Reputation: 51
I have been reading about performance tuning of Linux to get the fastest packet processing times when receiving financial market data. I see that when the NIC receives a packet, it puts it in memory via DMA, then raises a HardIRQ - which in turn sets some NAPI settings and raises a SoftIRQ. The SoftIRQ then uses NAPI/device drivers to read data from the RX Buffers via polling, but this is only run for some limited time (net.core.netdev_budget, defaulted to 300 packets). These are in reference to a real server running ubuntu, with a solarflare NIC My questions are below:
If each HardIRQ raises a SoftIRQ, and the Device Driver reads multiple packets in 1 go (netdev_budget), what happens to the SoftIRQs raised by each of the packets that were drained from the RX buffer in 1 go (Each pack received will raise a hard and then soft irq)? Are these queued?
Why does the NAPI use polling to drain the RX_buffer? The system has just generated a SoftIRQ and is reading the RX buffer, then why the polling?
Presumably, draining of the RX_Buffer via the softirq, will only happen from 1 specific RX_Buffer and not across multiple RX_Buffers? If so, then increasing the netdev_budget can delay the processing/draining of other RX_buffers? Or can this be mitigated by assigning different RX_buffers to different cores?

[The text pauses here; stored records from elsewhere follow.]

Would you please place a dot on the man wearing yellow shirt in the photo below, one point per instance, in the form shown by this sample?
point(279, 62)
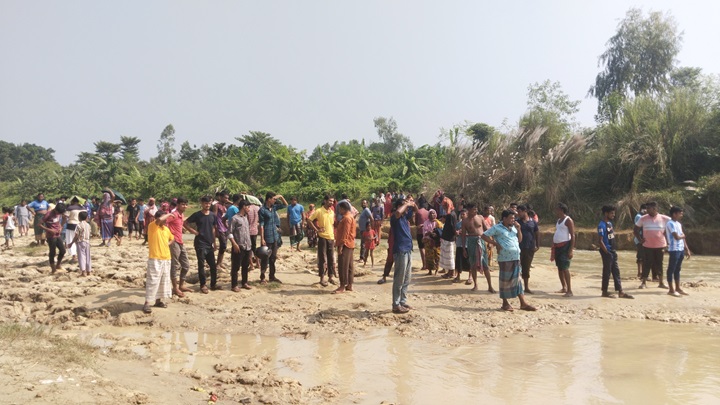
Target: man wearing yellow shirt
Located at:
point(325, 218)
point(157, 284)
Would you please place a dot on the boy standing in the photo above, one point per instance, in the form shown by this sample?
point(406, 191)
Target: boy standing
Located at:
point(239, 235)
point(51, 223)
point(677, 249)
point(204, 232)
point(563, 247)
point(180, 260)
point(82, 238)
point(157, 285)
point(650, 231)
point(608, 253)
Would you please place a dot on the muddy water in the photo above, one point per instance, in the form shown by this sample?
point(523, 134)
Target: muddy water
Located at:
point(594, 362)
point(698, 268)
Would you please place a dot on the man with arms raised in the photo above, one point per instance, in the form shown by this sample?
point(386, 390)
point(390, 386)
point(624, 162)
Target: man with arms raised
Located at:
point(402, 253)
point(650, 231)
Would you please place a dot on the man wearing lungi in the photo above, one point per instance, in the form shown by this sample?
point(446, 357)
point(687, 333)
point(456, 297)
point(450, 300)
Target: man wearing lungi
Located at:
point(507, 237)
point(474, 247)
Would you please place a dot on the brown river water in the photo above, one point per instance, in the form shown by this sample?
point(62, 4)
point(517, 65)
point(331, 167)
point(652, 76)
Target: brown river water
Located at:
point(597, 362)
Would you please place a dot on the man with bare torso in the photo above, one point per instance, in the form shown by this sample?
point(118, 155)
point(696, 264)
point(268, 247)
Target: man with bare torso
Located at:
point(474, 247)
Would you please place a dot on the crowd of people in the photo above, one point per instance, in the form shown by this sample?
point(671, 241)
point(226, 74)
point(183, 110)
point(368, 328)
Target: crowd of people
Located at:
point(450, 236)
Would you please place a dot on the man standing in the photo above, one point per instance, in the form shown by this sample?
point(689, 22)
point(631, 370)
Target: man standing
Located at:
point(650, 231)
point(218, 207)
point(180, 260)
point(421, 215)
point(140, 218)
point(326, 239)
point(608, 253)
point(253, 222)
point(295, 218)
point(490, 221)
point(475, 247)
point(638, 245)
point(52, 225)
point(39, 207)
point(150, 211)
point(133, 210)
point(270, 233)
point(72, 214)
point(529, 245)
point(677, 247)
point(563, 247)
point(239, 235)
point(365, 218)
point(507, 237)
point(345, 242)
point(402, 253)
point(157, 285)
point(204, 232)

There are settings to ensure that HardIRQs are immediately raised and handled. However, SoftIRQs may be processed at a later time. Are there settings/configs to ensure that SoftIRQs related to network RX are also handled at top priority and without delays?
Upvotes: 4
Views: 6068
Reputation: 1656
I wrote a comprehensive blog post explaining the answers to your questions and everything else about tuning, optimizing, profiling, and understanding the entire Linux networking stack here.
Answers to your questions:
sofirqs raised by the driver while a softirq is processing do nothing. This is because the NAPI helper code first checks to see if NAPI is already running before attempting to raise the softirq. Even if the NAPI did not check, you can see from the softirq source that softirqs are implemented as a bit vector. This means a softirq can only be 1
(pending) or 0
(not pending). While it is set to 1
, additional calls to set it to 1
will have no effect.
The softirq is used to start the NAPI poll loop and to control the NAPI poll so it does not eat 100% of CPU usage. The NAPI poll loop is just a for loop, and the softirq code manages how much time it can spend and how much budget it has.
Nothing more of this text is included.